Seismic Science Shakes Down with Interdisciplinary Performance 中文
live music / installation / video projection / performing arts / earthquake engineering
Fallen City is an interdisciplinary project that fuses the arts and science to raise awareness of earthquake risks and to honour the lives lost to earthquakes around the world. Co-presented by Proliferasian, C- Works, and Sound of Dragon Society, Fallen City offers a unique interactive theatrical experience.
Fallen City is the brainchild of 3 siblings – Lan Tung (producer/musician/composer), Dr. Dorian Tung (researcher/earthquake engineer), and Li Tung (visual artist/performer). Born in Taiwan, a country of frequent earthquakes, they now live in Vancouver, where there is increasing concern of a major earthquake (Read more about earthquake risks in BC).
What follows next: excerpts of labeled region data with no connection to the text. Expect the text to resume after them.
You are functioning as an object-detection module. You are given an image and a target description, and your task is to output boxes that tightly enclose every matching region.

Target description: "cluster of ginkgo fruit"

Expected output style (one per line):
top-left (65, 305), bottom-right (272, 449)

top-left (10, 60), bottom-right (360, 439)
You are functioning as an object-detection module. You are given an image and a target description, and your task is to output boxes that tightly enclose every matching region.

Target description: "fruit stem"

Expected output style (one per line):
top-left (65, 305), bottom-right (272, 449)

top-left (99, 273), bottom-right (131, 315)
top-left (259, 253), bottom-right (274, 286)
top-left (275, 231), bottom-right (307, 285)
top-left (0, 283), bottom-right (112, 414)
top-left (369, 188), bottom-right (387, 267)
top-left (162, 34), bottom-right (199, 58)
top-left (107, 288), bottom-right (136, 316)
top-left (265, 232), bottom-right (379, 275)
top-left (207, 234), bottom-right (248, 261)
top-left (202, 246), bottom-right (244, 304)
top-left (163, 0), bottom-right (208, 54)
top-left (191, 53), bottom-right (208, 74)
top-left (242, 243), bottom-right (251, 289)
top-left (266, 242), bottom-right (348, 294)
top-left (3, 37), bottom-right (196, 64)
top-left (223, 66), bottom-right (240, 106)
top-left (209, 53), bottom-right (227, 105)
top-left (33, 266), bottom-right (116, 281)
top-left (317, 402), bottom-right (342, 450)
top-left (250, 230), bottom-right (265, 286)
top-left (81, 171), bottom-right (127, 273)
They are joined by collaborators from diverse fields: media artist company Chimerik 似不像, led by Shang-Han Chien and Sammy Chien, another set of siblings from Taiwan; software designer Arne Eigenfeldt; and sound design artist Jeremy O’Neill.
Fallen City brings innovative approaches and draws materials from scientific studies and personal stories. Seismographic illustrations are incorporated in the visuals and used as graphical music scores. Live video camera tracking technology is used to enhance the interaction across disciplines. A handcrafted large musical pendulum creates spectacular visual effects, simulating earthquake waves and interacting with live cutting edge music performed by Proliferasian. Collaborating with ShakeOutBC, Natural Resources Canada, and Northwest Seismic Consultants, Fallen City brings an educational exhibition in the theatre lobby to give insight on earthquake risk management.
Formed in 2012 and acclaimed for its cutting edge music rooted in Asian traditions and avant-garde jazz, Proliferasian’s cross-cultural instrumentation includes Lan Tung on erhu (Chinese violin) and voice; JP Carter on trumpet and electronics; Kevin Romain on drums; Colin Cowan on bass; and Dailin Hsieh on zheng (Chinese zither). These musicians explore the contrasting, complementary, and sometimes contradictory nature of multiple genres. The result is a new “musical species” that proliferates and transforms continuously. Proliferasian is named after a composition by the late Vancouver pianist/improviser Paul Plimley. Honouring the spirit of this legendary wizard, Proliferasian may take inspiration from Asian music, literature, landscapes, legends, or paintings, but its music will definitely break any preconceptions of Asian cultures.
Fallen City is presented in the following four sections, identified by Dr. Dorian Tung: Seismic Hazard, Early Warning, Earthquake Engineer, and Disaster Recovery. Since all three siblings are cat owners, Li Tung has created paintings of cat communities to symbolize these four sections.
When cats find something they do not understand, they do some research – in their own way, of course. They see a plain triangle and gather around it. Curiosity drives them to study the unknown, very much like people.
When the earth trembles, cats know, at least before people do. Research shows that cats can sometimes pick up on the fast-travelling P-wave, which is the first indication that an earthquake is coming. Therefore, before a major earthquake, cats often exhibit unusual behaviour. Their alert ears indicate their sense of the coming danger.
Bastet is an Egyptian goddess in the shape of a cat. In ancient Egyptian mythology, Bastet is not only a protective goddess who could fend off evil threats, but also a goddess associated with music, dance, and pleasure. The pyramids are one of the strongest human-made structures in history, and they have survived many earthquakes.
After any distress, people seek comfort, much like sleepy cats. The unorganized triangles in the “Early Warning” cat painting have now been restored to order, bringing calm and relaxation.